Auf Bundesebene ist das Bundesamt für Wirtschaft und Ausfuhrkontrolle (BAFA) ein guter Ansprechpartner für Gründungsförderung https://www.bafa.de/DE/Wirtschafts_Mittelstandsfoerderung/wirtschafts_mittelstandsfoerderung_node.html. Folgende Programme sind für junge Unternehmen geeignet:

  • „Förderung unternehmerischen Know-hows“: Existenzgründer und junge Unternehmen können Beratungsleistungen zu organisatorischen, vertrieblichen, wirtschaftlichen, personellen und strukturellen Themen in Anspruch nehmen. Auch die Themenbereiche Marketing und Unternehmensnachfolge können Gegenstand der Beratung sein. Wie hoch der Zuschuss ist, hängt von Ihrem Standort und der Unternehmenssituation ab. Die Zuschüsse können 50 bis 90 Prozent betragen.
  • „Messeprogramm junge innovative Unternehmen“: Internationale Leitmessen sind eine gute Chance, um das eigene Unternehmen zu präsentieren.

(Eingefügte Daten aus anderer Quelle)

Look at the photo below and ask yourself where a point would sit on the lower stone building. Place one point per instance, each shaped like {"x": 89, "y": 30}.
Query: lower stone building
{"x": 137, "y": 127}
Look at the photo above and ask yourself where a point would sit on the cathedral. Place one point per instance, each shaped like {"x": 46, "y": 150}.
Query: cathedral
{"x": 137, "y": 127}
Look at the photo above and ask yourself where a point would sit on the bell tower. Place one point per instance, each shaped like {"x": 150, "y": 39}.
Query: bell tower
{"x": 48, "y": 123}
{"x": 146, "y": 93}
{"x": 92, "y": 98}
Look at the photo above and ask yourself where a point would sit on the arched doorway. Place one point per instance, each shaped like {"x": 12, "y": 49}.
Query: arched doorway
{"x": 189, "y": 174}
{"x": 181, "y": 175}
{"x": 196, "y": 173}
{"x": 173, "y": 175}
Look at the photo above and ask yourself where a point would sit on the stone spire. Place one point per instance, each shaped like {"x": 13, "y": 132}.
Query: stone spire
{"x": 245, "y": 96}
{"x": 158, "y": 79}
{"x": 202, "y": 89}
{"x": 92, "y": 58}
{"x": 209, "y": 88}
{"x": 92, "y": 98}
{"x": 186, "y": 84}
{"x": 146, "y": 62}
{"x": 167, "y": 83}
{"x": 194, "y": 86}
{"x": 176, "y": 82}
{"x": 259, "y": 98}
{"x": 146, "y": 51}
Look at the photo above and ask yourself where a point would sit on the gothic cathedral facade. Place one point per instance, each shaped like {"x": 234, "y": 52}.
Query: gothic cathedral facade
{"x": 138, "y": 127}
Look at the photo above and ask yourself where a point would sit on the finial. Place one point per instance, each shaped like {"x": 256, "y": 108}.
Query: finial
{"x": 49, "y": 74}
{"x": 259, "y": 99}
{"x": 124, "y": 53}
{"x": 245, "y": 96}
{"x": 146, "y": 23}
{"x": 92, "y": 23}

Junge innovative Unternehmen können sich die Teilnahme an von Messeveranstaltern organisierten Gemeinschaftsständen auf internationalen Leitmessen in Deutschland fördern lassen. Der Zuschuss beträgt 60 bis 70 Prozent der vom Messeveranstalter in Rechnung gestellten Kosten für Standmiete und Standbau.
  • „Invest – Zuschuss für Wagniskapital“: Um Gründern die Akquise von Investoren zu erleichtern, will das Programm private Investoren (Business Angels) durch Zuschüsse motivieren, Wagniskapital für junge innovative Unternehmen bereitzustellen. Der Investor bekommt 20 Prozent des Anteilspreises vom BAFA zurückerstattet, wenn er dem jungen Unternehmen mindestens 10.000 Euro zur Verfügung stellt und sich mindestens drei Jahre beteiligt.
  • „Beratungsförderung“: Kleine und mittlere Unternehmen sowie Freiberufler können sich Beratungsleistungen zu betriebswirtschaftlichen Fragestellungen durch einen Zuschuss von 75 Prozent der Beratungskosten fördern lassen. Es ist eine Förderung bis maximal 1.500 Euro möglich. Die Unternehmen sollten mindestens ein Jahr bestehen. Für die Beratung kommen nur durch das BAFA berechtigte Unternehmensberater infrage.

Auch die Städte und Kommunen bieten eigene Förderprogramme für Existenzgründer an. Erkundigen Sie sich am besten bei der Wirtschaftsförderung Ihrer Stadt, welche Möglichkeiten es für Sie gibt.

Angehende Gründer haben, je nach Bedarf, verschiedene Förderprogramme zur Auswahl, die sie vor und nach der Gründung unterstützen. Informieren Sie sich rechtzeitig, um alle Möglichkeiten auszuschöpfen.